02 Mar Steve Madden’s Q4 Profits Boosted By Fatter Margins
Steve Madden reported earnings rose 11.7 percent in the fourth quarter as improved margins offset a modest sales decline.
For the Fourth Quarter 2016:
- Net sales decreased 2.3 percent to $336.4 million compared to $344.3 million in the same period of 2015.
- Gross margin expanded 260 basis points to 38.7 percent as compared to 36.1 percent in the same period last year.
- Operating expenses as a percentage of sales were 27.4 percent compared to 25.7 percent of sales in the same period of 2015.
- Operating income totaled $39.6 million, or 11.8 percent of net sales, compared with operating income of $38.7 million, or 11.2 percent of net sales, in the same period of 2015.
- Net income was $28.7 million, or 49 cents per diluted share, compared to $25.7 million, or 43 cents per diluted share, in the prior year’s fourth quarter.
Edward Rosenfeld, chairman and chief executive officer, commented, “We are pleased to have delivered solid earnings results in the fourth quarter, with EPS at the high end of our guidance range, despite a challenging retail environment. While overall sales declined modestly due primarily to softness in our private label footwear and cold weather accessories businesses, we had outstanding top line growth in our core Steve Madden Women’s wholesale business, and we also achieved strong gross margin improvement in both the wholesale footwear and wholesale accessories segments. As we look ahead, while we are cautious about the overall environment, we are pleased with the momentum in our core business and confident we can drive top and bottom line growth in 2017 and beyond.”

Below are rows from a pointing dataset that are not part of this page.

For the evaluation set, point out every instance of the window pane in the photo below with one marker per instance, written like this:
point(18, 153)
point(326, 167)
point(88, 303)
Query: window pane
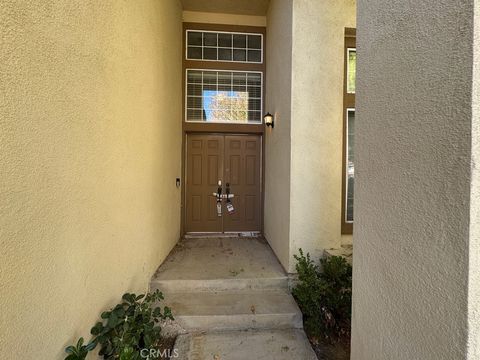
point(194, 38)
point(225, 54)
point(223, 46)
point(225, 40)
point(210, 39)
point(194, 52)
point(223, 96)
point(254, 55)
point(240, 41)
point(254, 42)
point(350, 176)
point(239, 55)
point(210, 53)
point(351, 70)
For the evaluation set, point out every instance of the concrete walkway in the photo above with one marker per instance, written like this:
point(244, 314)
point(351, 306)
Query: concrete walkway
point(230, 299)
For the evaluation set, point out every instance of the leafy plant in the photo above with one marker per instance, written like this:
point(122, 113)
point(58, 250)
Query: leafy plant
point(129, 327)
point(324, 294)
point(79, 351)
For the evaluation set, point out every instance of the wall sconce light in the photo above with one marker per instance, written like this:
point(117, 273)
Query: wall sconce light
point(268, 118)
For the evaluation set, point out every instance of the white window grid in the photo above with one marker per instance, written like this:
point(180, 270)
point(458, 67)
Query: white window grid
point(221, 47)
point(349, 50)
point(348, 112)
point(202, 83)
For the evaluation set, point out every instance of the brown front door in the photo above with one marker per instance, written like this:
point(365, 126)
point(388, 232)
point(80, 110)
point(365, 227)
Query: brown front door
point(234, 160)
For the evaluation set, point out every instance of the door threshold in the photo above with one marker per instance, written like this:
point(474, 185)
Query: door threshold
point(223, 235)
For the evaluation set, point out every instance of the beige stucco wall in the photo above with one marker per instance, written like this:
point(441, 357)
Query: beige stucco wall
point(474, 248)
point(277, 140)
point(220, 18)
point(305, 45)
point(89, 151)
point(317, 127)
point(416, 205)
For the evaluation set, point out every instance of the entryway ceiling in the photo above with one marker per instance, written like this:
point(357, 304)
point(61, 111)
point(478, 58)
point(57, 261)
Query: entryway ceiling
point(242, 7)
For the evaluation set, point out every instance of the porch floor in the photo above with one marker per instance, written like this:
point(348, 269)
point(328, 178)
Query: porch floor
point(230, 296)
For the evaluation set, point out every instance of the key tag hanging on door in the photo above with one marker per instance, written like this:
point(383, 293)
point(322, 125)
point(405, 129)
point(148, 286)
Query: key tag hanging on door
point(230, 207)
point(219, 199)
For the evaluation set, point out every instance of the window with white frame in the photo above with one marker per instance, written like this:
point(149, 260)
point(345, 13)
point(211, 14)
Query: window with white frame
point(348, 181)
point(224, 46)
point(223, 96)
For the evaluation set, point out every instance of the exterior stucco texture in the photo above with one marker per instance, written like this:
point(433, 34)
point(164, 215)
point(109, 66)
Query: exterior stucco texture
point(413, 180)
point(90, 141)
point(304, 89)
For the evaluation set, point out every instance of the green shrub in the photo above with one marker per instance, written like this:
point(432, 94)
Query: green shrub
point(127, 328)
point(79, 351)
point(324, 294)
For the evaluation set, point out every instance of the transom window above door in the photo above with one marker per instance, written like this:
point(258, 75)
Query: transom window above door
point(223, 96)
point(224, 46)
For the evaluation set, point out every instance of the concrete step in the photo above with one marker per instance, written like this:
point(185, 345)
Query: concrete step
point(241, 345)
point(225, 284)
point(234, 310)
point(217, 264)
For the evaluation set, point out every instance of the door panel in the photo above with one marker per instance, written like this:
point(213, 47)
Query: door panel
point(242, 172)
point(234, 159)
point(205, 155)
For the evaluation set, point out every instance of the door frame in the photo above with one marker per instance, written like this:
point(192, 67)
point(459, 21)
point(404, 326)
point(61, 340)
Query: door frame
point(221, 128)
point(244, 130)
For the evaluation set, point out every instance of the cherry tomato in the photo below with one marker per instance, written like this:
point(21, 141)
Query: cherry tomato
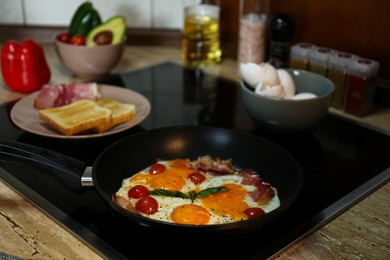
point(254, 212)
point(64, 37)
point(196, 177)
point(147, 205)
point(157, 168)
point(77, 40)
point(138, 191)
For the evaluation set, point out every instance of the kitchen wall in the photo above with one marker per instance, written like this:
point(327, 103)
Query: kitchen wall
point(148, 14)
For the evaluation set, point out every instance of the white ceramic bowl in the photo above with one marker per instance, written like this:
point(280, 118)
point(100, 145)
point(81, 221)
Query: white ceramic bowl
point(89, 62)
point(287, 115)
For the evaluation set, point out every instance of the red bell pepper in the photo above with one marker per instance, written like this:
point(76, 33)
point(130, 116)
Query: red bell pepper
point(24, 66)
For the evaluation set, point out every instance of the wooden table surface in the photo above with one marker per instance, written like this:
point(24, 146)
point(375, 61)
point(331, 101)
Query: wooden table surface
point(362, 232)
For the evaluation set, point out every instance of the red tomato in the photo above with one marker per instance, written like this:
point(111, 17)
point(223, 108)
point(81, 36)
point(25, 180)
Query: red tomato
point(138, 192)
point(196, 177)
point(64, 37)
point(77, 40)
point(147, 205)
point(157, 168)
point(254, 212)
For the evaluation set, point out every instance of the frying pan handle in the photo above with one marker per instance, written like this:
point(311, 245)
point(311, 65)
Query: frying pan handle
point(65, 169)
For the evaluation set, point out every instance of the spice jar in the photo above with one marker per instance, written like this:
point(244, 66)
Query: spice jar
point(282, 27)
point(252, 31)
point(318, 60)
point(360, 89)
point(299, 55)
point(337, 73)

Fourth Quarter 2016 Segment Results
Net sales for the wholesale business were $251.5 million in the fourth quarter of 2016 compared to $265 million in the fourth quarter of 2015. Sales declines in private label footwear, cold weather accessories and the international business were partially offset by strong growth in the Steve Madden Women’s division. Gross margin in the wholesale business increased to 31.4 percent compared to 28.2 percent in last year’s fourth quarter, driven by strong improvement in both the wholesale footwear and wholesale accessories segments.

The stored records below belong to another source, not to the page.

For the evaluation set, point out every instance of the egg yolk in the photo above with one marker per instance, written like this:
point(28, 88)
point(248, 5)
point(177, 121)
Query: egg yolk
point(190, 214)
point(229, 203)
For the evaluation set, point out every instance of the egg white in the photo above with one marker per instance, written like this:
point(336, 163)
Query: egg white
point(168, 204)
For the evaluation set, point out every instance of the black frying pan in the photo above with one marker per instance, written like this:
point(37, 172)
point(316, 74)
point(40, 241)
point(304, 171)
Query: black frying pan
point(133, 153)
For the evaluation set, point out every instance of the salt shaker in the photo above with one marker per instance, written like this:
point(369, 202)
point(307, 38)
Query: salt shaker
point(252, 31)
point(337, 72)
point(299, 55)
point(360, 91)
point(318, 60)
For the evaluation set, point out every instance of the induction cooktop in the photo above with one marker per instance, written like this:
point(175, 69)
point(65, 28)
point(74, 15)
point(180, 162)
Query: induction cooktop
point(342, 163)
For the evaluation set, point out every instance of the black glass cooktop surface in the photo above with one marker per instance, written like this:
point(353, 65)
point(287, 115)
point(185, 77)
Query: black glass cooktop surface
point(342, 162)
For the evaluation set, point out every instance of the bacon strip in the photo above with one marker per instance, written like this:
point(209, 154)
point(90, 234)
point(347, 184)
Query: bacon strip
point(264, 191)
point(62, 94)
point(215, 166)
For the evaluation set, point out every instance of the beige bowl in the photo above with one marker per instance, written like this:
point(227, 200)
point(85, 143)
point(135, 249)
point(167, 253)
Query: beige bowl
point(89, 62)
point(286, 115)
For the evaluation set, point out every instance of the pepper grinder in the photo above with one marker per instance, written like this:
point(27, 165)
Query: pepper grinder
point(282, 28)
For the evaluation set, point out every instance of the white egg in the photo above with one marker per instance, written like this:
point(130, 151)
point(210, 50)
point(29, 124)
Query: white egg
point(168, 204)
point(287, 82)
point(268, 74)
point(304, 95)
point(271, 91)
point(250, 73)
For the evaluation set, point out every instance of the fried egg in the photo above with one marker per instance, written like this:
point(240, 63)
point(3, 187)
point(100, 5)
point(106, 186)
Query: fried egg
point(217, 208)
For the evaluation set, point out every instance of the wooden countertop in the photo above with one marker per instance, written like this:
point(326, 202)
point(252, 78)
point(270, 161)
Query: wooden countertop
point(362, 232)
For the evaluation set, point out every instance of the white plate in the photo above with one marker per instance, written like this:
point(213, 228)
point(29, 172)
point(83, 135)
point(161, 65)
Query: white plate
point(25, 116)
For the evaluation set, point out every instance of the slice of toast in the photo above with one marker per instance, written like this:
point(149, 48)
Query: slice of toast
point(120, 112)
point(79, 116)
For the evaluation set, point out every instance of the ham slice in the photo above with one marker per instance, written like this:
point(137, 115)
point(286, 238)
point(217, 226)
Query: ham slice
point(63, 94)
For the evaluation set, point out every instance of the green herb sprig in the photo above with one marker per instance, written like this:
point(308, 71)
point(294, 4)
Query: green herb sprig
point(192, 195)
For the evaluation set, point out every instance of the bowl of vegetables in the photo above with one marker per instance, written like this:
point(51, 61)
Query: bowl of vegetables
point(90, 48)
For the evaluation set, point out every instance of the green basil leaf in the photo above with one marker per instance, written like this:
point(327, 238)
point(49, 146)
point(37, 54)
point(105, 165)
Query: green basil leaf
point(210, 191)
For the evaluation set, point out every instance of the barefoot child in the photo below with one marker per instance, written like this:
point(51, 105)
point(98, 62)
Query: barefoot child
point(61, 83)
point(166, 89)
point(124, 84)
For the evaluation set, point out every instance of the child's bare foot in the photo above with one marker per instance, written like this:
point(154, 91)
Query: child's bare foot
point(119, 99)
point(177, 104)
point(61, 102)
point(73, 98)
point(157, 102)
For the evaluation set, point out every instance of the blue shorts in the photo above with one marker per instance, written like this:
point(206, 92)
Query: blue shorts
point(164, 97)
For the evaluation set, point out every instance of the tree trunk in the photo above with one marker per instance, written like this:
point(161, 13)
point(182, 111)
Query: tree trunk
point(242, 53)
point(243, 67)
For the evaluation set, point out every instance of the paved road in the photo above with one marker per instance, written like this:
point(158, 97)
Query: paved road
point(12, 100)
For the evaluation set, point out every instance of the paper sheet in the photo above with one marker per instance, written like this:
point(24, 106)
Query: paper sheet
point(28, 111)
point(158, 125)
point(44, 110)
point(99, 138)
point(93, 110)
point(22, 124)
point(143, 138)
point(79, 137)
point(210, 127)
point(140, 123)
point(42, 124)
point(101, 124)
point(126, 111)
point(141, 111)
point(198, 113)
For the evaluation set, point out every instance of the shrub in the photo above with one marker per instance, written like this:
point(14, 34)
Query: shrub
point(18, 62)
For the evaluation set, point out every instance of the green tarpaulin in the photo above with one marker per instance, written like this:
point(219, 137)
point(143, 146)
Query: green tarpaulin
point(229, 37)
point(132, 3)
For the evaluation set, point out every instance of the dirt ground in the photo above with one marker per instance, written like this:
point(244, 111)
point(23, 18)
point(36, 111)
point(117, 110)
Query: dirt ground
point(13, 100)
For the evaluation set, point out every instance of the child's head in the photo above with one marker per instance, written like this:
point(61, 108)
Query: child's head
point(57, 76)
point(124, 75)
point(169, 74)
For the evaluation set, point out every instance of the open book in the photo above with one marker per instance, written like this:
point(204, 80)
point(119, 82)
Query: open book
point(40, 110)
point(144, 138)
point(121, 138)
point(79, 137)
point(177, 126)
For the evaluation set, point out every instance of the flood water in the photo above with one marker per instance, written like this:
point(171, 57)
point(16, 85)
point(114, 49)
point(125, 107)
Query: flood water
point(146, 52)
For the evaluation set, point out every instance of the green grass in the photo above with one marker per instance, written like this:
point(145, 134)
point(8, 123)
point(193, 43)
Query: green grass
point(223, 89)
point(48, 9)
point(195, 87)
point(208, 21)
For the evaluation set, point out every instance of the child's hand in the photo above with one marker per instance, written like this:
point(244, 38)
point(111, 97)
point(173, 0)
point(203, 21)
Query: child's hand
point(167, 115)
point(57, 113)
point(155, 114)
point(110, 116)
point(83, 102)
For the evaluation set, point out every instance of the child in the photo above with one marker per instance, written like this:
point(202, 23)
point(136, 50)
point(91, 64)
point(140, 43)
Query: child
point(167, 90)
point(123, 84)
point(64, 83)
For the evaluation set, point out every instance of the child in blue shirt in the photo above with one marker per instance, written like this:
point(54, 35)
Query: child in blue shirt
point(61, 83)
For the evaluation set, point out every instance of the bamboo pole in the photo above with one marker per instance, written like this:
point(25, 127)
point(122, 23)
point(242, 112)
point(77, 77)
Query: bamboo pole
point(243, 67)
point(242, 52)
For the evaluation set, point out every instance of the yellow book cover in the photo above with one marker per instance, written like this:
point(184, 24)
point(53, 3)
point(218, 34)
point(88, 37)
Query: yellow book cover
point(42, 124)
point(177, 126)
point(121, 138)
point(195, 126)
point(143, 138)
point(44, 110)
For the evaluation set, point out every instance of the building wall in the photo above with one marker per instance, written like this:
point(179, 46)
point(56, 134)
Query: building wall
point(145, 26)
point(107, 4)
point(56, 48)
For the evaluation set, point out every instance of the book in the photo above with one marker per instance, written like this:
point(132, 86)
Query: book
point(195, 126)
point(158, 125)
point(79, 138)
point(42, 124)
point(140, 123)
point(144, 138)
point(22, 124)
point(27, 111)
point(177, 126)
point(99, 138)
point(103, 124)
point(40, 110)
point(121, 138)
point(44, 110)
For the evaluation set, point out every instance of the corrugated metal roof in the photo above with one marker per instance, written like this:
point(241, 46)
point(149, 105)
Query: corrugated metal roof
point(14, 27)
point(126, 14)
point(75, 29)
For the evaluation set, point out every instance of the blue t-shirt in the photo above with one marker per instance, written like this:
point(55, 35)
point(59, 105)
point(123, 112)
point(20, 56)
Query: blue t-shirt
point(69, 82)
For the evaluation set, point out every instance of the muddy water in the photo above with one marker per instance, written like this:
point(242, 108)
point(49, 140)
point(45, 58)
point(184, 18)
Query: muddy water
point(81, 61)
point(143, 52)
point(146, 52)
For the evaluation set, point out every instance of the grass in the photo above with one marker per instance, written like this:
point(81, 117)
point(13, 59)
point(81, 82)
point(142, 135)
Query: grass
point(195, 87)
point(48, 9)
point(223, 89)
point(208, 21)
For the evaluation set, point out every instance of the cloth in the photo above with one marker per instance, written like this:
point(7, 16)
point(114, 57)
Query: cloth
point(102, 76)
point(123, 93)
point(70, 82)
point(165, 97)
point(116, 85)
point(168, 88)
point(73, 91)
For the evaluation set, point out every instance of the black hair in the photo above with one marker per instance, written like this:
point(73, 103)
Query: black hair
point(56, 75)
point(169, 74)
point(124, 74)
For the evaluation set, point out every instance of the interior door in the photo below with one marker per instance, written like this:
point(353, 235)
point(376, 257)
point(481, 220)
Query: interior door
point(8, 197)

Retail net sales in the fourth quarter were $84.9 million compared to $79.3 million in the fourth quarter of the prior year. Same-store sales increased 1.1 percent for the fourth quarter. Retail gross margin decreased to 60.5 percent in the fourth quarter of 2016 compared to 62.3 percent in the fourth quarter of 2015 due to the decision to proactively clear through slower-moving product, primarily casual boots and booties, as well as the negative impact of a stronger U.S. dollar on the company’s international business.

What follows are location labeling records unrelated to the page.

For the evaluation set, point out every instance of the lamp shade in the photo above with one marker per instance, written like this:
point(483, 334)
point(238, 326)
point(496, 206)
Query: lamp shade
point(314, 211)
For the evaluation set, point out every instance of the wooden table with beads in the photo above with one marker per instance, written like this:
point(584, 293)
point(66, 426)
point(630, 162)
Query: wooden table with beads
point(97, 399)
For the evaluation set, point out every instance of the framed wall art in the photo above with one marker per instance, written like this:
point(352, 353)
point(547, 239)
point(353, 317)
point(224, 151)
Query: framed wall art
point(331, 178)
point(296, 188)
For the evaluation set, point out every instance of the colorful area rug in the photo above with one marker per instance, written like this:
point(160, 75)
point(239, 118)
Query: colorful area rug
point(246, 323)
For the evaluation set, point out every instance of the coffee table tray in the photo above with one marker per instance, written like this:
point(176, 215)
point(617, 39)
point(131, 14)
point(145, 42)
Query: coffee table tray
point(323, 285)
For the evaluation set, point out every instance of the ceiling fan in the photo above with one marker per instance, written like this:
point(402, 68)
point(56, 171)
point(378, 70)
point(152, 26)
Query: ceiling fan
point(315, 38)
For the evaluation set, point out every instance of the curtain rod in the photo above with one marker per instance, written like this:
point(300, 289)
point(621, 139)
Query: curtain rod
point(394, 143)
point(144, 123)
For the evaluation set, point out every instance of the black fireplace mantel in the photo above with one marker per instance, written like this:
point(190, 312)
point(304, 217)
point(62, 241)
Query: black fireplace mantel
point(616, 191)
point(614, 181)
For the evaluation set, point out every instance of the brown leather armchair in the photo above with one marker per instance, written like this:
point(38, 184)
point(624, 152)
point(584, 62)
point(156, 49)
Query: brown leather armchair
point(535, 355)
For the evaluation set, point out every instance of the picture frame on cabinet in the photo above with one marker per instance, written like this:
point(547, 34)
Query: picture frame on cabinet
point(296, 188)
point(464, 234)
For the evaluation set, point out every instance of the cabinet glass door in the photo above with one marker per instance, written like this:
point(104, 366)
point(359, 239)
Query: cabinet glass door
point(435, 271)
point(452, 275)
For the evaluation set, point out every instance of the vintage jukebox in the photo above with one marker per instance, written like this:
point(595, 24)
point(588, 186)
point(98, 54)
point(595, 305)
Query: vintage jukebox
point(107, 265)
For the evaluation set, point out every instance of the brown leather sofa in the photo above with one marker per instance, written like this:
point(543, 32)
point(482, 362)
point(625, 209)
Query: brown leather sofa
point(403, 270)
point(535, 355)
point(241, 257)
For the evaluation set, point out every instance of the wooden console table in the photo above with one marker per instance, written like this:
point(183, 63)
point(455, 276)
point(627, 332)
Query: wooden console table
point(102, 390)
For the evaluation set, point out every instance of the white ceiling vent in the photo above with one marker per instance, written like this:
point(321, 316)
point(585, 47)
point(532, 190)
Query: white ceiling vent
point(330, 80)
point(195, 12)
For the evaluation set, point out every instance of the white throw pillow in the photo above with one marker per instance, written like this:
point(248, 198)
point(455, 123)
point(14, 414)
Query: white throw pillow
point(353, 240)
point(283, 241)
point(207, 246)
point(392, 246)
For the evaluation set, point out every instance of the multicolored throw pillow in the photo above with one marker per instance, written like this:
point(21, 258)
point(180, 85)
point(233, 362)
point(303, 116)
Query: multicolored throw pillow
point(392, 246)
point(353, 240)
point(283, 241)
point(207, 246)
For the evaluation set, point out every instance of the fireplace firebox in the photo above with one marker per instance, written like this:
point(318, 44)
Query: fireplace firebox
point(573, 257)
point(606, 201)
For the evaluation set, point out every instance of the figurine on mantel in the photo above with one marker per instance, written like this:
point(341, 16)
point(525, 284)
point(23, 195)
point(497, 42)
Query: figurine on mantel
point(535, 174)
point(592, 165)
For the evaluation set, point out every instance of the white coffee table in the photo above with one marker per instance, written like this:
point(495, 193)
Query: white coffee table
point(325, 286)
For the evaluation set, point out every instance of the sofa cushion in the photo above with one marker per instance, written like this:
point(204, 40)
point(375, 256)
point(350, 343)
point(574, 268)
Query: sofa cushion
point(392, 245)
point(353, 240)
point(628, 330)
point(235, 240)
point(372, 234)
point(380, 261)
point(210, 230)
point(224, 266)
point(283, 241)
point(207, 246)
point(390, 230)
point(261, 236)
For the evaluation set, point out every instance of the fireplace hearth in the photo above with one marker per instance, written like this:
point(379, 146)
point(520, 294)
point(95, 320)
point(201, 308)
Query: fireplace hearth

During the fourth quarter, the company opened two full-price stores and one outlet location. It ended the quarter with 189 company-operated retail locations, including four internet stores.
The effective tax rate for the fourth quarter of 2016 was 28.5 percent compared to 34.1 percent in the fourth quarter of the prior year.
Full Year Ended December 31, 2016
For the full year ended December 31, 2016, net sales decreased 0.4 percent to $1.40 billion from $1.41 billion in the prior year.
Net income was $120.9 million, or $2.03 per diluted share, for the year ended December 31, 2016, compared to net income of $112.9 million, or $1.85 per diluted share, for the year ended December 31, 2015. Net income in 2015 included an after-tax net benefit of $2 million related to early lease termination of the company’s 5th Avenue store location, as well as an after-tax loss of $2 million related to the partial impairment of the company’s Wild Pair trademark.
Balance Sheet And Cash Flow
During the fourth quarter of 2016, the company repurchased 515,837 shares of its common stock for approximately $19.6 million, which includes shares acquired through the net settlement of employee stock awards.
As of December 31, 2016, cash, cash equivalents and current and non-current marketable securities totaled $236.2 million.
For fiscal year 2017, the company expects that net sales will increase 8 percent to 10 percent over net sales in 2016. Diluted EPS for fiscal year 2017 is expected to be in the range of $2.12 to $2.18.
In addition to marketing products under its own brands including Steve Madden, Dolce Vita, Betsey Johnson, Report, Big Buddha, Brian Atwood, Cejon, Blondo and Mad Love, Steve Madden is the licensee of various brands, including Superga for footwear in North America.